In the lithium-ion battery electrode rolling process, does the rolling temperature affect the battery electrode and battery performance? This article shares some information, extracting parts to explain the impact of lithium-ion battery electrode rolling temperature. Electrode rolling is divided into two methods: cold rolling and hot rolling. Currently, hot rolling is widely used abroad for electrode rolling, while cold rolling is still more common in China. Compared with cold rolling, hot rolling has the following main advantages:
1) It can reduce electrode rebound by approximately 50%;
2) The thickness of the electrode sheet can be compressed to the required thickness using a smaller rolling force, with the rolling force reduced by up to 62%;
3) Enhance the bonding force between the coating material and the current collector, reduce the occurrence of powder shedding during battery charge and discharge cycles, and improve the cycle life of the battery.
We used LiFePO4 as the positive electrode material and lithium foil as the negative electrode material to fabricate a coin cell lithium-ion battery. We investigated the effects of the rolling temperature of the positive electrode sheet on the battery electrode sheet and the battery electrochemical performance using three parameters: areal density, compaction density, and thickness uniformity.
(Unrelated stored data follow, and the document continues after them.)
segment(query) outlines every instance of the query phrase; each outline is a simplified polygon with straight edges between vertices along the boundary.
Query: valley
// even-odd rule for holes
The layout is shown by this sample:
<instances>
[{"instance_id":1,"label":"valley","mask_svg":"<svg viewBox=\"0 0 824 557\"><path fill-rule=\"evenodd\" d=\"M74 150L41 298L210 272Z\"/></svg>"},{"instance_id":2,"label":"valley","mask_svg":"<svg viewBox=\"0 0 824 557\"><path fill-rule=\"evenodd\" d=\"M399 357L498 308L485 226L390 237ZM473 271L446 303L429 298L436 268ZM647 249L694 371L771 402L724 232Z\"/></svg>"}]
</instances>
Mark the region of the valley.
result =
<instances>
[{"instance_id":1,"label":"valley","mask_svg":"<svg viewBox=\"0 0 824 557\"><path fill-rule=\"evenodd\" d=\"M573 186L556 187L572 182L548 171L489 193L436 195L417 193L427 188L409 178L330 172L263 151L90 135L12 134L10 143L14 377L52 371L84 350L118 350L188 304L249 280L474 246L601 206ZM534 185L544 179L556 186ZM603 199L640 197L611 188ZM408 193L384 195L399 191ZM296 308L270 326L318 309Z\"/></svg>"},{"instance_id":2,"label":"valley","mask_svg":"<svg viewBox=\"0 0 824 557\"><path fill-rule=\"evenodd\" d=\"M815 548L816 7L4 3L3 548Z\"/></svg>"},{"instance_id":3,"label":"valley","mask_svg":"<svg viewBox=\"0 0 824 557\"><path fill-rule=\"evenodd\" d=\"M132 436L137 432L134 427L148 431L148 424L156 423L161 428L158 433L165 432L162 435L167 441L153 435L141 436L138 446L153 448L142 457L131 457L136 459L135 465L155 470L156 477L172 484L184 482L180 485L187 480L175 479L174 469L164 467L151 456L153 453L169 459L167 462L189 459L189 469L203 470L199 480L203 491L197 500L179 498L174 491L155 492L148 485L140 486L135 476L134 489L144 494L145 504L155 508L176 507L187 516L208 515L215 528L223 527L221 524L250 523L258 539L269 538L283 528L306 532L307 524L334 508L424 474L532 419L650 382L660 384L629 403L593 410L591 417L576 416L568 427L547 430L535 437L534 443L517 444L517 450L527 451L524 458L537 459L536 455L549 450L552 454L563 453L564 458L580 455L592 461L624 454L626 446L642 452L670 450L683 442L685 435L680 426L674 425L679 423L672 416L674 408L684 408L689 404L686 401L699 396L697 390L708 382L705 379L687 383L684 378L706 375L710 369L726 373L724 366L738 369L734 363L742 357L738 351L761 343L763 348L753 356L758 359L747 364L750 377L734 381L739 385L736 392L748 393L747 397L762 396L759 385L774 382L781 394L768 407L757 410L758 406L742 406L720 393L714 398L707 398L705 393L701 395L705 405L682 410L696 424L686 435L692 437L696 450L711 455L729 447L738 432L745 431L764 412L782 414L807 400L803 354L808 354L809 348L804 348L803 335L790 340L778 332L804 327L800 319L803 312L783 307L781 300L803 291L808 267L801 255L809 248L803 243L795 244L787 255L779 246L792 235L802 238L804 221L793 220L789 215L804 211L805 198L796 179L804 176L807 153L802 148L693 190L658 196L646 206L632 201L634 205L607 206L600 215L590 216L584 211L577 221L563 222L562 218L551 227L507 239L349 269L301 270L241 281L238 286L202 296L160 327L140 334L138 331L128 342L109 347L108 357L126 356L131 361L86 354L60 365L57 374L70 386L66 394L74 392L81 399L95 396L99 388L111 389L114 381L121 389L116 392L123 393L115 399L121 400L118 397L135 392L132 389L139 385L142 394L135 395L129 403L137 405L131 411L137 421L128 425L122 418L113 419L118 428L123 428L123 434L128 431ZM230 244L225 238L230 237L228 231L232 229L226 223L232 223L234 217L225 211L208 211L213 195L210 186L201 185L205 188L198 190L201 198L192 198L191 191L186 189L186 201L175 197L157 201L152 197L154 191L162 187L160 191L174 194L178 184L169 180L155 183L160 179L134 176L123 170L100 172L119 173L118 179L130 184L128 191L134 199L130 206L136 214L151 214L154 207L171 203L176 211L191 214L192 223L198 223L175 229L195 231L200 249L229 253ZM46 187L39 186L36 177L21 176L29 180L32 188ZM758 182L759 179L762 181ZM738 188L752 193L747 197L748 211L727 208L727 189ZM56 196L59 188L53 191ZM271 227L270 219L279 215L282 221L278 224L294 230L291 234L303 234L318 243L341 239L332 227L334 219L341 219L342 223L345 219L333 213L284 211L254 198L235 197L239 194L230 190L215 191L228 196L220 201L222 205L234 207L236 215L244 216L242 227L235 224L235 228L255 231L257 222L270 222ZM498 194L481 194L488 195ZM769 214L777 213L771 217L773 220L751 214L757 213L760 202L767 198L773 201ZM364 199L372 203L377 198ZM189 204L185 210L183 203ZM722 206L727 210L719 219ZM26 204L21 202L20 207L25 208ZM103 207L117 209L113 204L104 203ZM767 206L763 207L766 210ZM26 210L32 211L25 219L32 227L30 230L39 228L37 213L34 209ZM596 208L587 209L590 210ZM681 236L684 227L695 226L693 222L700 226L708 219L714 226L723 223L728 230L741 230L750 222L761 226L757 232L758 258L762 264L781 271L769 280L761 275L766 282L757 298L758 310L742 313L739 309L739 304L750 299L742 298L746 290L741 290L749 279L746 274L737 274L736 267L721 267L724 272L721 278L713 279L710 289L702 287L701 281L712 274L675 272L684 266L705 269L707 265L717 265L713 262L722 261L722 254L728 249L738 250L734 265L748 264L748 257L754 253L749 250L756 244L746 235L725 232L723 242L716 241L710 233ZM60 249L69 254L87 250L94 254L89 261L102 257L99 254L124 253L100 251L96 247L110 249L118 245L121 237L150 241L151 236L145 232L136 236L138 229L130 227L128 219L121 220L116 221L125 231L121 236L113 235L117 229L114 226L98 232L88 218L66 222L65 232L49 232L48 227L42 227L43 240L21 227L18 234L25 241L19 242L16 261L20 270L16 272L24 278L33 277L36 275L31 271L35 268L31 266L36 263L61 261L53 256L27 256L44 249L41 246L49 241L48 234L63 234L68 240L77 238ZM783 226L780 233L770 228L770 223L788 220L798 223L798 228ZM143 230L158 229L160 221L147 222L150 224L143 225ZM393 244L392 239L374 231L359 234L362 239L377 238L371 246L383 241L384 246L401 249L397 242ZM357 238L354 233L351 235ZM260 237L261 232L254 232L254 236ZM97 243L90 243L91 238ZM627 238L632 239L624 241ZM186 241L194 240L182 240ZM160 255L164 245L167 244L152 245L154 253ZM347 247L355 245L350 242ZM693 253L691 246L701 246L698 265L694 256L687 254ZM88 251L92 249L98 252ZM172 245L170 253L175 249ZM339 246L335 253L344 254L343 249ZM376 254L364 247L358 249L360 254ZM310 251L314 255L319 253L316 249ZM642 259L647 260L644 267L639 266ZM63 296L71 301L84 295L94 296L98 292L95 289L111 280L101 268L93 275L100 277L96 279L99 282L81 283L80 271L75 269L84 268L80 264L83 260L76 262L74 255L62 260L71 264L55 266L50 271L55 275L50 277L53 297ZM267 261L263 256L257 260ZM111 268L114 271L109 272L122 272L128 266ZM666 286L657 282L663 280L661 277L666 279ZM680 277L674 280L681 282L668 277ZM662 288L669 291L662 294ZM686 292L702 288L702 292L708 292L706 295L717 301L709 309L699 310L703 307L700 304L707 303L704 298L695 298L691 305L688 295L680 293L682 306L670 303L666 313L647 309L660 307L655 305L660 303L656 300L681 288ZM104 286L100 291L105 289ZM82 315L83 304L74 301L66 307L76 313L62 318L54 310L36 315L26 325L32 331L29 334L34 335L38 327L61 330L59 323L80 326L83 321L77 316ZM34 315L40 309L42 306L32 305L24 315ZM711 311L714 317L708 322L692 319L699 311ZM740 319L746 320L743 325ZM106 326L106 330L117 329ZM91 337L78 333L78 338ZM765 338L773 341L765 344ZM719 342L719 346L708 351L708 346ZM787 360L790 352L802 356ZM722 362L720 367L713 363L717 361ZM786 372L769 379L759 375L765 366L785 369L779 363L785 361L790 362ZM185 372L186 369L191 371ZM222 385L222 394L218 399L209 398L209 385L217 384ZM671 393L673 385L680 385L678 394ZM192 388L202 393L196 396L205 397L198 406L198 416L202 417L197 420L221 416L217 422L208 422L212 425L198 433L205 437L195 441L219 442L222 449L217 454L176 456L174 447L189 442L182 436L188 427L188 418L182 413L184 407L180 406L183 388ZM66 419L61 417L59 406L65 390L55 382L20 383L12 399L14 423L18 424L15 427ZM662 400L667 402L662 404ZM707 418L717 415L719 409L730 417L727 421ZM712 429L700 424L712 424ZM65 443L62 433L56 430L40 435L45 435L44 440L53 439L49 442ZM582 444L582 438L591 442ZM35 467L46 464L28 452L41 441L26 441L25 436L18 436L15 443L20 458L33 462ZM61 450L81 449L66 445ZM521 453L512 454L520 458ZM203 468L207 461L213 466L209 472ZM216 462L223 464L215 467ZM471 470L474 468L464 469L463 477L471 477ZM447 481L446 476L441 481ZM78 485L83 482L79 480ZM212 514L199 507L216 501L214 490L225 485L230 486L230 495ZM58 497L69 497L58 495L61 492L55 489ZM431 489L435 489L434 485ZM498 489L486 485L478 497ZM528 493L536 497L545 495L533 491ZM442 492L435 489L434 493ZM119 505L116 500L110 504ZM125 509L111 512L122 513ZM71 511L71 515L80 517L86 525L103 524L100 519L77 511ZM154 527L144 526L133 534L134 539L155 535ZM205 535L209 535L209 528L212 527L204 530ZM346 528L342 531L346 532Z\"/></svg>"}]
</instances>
Figure 1. Electrode thickness at different rolling temperatures.
Figure 1 shows the thickness curves of an electrode with a coating thickness of 100 μm at different rolling temperatures. As shown in the figure, as the rolling temperature increases from 20°C to 90°C and then to 160°C, the electrode thickness deviation decreases from ±1.9 μm to ±1.3 μm and then to ±0.8 μm. The uniformity of electrode thickness gradually improves. This is because as the rolling temperature increases, the deformation resistance of the electrode coating decreases and the plasticity improves, making the electrode surface thickness more uniform.
Figure 2. SEM images of the electrode coating material surface at different rolling temperatures.
Figure 2 shows SEM images of the electrode coating material surface at different rolling temperatures. As shown in the figure, at a rolling temperature of 20°C, the particles on the electrode coating surface are relatively tightly bonded in some areas, but not so tightly bonded in others, and a small number of micropores exist. At a rolling temperature of 90°C, the degree of particle bonding on the electrode coating surface increases, the tightly bonded area increases, and the number of micropores decreases. At a rolling temperature of 160°C, the degree of particle bonding on the electrode coating surface further increases, the tightly bonded area further increases, and the number of micropores further decreases. Different rolling temperatures alter the deformation resistance of the coating, resulting in different degrees of density on the electrode coating material surface.